Mi spiego meglio. Dal versante politico (senza escludere un ovvio interesse elettorale), si sta aprendo, in particolare ma non solo, con questo Governo, un dialogo con l’universo delle PMI. Pure il mondo delle banche, delle assicurazioni e dei servizi in genere (anche in questo caso non senza un proprio tornaconto) sta cercando di avvicinarsi al nostro tessuto economico così peculiare.
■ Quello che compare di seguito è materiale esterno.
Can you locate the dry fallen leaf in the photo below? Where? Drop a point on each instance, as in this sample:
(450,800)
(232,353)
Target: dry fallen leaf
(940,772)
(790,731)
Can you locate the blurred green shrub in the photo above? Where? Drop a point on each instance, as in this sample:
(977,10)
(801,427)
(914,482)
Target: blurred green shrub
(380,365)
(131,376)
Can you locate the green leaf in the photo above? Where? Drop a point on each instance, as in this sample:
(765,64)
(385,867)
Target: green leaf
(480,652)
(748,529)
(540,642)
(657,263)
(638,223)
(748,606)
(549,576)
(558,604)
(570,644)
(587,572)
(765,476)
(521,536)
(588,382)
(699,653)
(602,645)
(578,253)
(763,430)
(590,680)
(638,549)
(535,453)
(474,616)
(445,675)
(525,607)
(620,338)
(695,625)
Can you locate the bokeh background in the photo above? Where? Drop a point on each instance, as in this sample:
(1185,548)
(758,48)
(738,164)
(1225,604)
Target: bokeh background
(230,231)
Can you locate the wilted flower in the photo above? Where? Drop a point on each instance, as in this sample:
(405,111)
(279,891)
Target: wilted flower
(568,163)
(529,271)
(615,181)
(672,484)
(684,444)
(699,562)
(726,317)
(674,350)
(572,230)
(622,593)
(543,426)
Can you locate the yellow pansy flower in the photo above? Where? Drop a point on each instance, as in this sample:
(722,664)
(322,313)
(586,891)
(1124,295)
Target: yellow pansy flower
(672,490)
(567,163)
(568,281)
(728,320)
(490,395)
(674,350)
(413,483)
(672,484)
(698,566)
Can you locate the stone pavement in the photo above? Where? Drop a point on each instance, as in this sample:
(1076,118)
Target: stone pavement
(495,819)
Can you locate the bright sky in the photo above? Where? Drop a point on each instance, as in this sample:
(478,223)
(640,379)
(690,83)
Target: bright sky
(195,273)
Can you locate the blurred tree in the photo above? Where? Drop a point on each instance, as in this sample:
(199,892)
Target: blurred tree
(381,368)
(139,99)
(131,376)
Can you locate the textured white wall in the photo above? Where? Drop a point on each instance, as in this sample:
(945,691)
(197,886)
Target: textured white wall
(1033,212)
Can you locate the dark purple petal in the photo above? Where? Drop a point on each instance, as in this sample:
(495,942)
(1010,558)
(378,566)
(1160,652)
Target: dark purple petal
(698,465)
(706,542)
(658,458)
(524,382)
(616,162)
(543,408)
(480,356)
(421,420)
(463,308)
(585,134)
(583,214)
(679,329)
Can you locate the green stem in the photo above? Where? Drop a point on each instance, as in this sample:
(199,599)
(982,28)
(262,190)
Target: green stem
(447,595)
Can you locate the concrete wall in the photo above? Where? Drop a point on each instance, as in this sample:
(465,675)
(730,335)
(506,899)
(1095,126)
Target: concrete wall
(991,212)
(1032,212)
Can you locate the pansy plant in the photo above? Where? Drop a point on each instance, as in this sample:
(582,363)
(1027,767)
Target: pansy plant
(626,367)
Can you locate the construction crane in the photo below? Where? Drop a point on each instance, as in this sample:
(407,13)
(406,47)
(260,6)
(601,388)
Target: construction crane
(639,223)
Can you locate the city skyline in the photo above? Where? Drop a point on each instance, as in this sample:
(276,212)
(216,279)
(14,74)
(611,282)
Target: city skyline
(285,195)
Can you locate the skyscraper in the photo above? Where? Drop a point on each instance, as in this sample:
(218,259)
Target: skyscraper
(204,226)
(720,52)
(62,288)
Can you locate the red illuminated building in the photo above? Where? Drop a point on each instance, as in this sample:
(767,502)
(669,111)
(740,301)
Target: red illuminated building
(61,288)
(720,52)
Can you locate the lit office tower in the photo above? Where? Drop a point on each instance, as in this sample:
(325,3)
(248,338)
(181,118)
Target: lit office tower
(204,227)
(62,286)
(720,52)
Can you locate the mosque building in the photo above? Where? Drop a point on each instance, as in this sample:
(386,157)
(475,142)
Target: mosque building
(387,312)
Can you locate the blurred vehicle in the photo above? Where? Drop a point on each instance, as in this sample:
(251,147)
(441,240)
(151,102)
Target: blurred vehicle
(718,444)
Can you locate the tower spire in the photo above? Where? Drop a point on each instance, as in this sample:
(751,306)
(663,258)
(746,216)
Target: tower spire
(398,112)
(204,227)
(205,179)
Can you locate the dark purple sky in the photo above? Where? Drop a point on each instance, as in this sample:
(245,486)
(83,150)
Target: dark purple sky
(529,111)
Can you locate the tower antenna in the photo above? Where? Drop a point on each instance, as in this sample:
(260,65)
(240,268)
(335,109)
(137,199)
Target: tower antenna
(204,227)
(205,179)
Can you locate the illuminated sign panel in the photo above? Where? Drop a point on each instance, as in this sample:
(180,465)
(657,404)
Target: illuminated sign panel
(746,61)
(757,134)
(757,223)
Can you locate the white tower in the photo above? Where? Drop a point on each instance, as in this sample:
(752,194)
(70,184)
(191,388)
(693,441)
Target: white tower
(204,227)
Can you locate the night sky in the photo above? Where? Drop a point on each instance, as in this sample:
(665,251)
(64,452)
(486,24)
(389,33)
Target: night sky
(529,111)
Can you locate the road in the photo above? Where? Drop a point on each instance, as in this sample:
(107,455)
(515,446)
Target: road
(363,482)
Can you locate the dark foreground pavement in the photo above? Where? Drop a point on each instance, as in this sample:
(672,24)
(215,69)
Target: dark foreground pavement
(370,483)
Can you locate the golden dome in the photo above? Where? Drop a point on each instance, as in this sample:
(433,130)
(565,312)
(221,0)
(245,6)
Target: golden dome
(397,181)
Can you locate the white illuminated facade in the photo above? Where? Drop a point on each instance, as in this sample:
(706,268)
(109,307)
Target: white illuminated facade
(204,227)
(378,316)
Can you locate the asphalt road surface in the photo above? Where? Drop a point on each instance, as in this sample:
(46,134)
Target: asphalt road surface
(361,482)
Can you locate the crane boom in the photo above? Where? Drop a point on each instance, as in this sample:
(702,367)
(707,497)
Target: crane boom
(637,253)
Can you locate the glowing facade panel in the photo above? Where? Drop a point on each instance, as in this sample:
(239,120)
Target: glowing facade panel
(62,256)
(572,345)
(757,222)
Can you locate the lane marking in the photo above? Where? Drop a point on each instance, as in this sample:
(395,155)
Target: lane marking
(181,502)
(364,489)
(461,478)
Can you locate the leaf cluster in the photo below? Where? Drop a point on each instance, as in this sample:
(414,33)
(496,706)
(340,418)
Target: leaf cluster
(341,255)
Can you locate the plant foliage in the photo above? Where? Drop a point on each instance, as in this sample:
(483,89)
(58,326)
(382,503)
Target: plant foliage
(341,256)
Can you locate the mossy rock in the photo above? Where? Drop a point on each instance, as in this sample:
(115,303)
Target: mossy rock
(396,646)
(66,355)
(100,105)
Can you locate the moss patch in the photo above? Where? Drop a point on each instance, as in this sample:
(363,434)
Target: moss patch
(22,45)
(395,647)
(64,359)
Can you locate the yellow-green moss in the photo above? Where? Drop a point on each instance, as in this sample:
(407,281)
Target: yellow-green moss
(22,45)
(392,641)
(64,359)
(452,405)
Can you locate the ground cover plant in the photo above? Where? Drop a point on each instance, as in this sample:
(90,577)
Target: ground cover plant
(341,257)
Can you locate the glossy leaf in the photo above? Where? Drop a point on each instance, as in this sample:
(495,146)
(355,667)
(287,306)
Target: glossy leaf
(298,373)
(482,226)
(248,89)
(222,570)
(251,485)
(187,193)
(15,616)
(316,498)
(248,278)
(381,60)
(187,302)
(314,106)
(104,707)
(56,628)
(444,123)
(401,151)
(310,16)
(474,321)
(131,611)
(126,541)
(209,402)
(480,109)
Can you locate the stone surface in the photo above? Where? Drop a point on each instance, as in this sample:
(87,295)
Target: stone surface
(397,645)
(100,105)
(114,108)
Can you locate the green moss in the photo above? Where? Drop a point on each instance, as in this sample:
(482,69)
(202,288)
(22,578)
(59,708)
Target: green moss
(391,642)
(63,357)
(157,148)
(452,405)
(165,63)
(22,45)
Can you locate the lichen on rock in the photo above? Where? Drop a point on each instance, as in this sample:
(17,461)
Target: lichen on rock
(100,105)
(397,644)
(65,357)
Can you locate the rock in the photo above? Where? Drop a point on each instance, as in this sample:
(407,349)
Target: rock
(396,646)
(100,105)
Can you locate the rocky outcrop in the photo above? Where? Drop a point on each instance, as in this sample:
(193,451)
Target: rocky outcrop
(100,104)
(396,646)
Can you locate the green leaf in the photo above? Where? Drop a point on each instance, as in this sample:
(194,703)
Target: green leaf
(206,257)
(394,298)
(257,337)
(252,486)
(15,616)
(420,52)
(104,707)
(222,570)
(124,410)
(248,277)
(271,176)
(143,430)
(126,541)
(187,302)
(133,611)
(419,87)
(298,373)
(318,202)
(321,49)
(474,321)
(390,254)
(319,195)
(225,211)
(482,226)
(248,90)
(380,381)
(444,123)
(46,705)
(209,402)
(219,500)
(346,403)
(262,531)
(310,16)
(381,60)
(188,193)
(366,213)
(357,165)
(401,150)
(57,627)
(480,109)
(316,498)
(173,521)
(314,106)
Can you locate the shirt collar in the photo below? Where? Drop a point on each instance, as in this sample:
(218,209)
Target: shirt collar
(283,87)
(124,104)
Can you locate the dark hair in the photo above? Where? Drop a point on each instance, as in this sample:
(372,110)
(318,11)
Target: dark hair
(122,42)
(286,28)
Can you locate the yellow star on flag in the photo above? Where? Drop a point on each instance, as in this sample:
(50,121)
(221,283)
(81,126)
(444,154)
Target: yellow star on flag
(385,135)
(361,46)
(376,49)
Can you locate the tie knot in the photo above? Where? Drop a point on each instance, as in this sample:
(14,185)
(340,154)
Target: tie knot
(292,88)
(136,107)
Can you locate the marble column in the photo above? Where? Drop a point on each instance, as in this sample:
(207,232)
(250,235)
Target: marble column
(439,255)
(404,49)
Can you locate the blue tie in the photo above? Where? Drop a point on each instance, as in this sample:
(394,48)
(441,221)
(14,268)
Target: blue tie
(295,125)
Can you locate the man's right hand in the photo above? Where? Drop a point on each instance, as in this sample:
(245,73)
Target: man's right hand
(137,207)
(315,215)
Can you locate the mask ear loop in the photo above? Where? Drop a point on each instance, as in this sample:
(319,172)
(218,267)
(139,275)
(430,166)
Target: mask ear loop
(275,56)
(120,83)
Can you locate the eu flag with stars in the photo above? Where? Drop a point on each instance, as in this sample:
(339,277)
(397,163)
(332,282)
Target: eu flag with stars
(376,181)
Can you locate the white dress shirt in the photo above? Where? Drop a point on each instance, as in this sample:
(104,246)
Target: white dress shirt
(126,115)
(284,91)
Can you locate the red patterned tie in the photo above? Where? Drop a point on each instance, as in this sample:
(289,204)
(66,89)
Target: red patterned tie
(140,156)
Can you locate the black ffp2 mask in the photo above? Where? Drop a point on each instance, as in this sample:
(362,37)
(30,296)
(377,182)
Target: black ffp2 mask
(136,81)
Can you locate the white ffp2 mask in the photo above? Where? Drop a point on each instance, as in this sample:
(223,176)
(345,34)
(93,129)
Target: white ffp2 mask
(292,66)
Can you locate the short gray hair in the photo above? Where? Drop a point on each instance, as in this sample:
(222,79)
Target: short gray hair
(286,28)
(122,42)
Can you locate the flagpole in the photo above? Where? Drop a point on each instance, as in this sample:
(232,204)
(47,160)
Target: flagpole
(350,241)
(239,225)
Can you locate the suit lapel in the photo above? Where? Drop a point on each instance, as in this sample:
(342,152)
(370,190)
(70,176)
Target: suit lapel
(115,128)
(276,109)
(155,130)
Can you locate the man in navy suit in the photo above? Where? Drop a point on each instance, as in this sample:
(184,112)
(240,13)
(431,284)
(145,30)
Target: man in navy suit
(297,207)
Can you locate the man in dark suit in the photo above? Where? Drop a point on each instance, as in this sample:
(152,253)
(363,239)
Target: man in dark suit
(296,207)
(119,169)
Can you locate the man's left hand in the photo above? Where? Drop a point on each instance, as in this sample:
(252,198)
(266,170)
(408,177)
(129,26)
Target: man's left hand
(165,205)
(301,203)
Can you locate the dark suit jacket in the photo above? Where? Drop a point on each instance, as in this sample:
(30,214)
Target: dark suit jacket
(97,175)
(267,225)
Chi resta distante, salvo qualche nobile eccezione che sembra però confermare la regola, sono le università di indirizzo socio-economico o tecnico che paiono aver imboccato, quasi per accelerazione centripeta, una traiettoria divergente.

 

Perché i laureati che ho incontrato non avevano mai sentito un accademico pronunciarsi sulle aziende che costituiscono la quasi totalità del tessuto economico italiano?

 

Provo a darvi una spiegazione sia dal lato dell’offerta che da quello della domanda.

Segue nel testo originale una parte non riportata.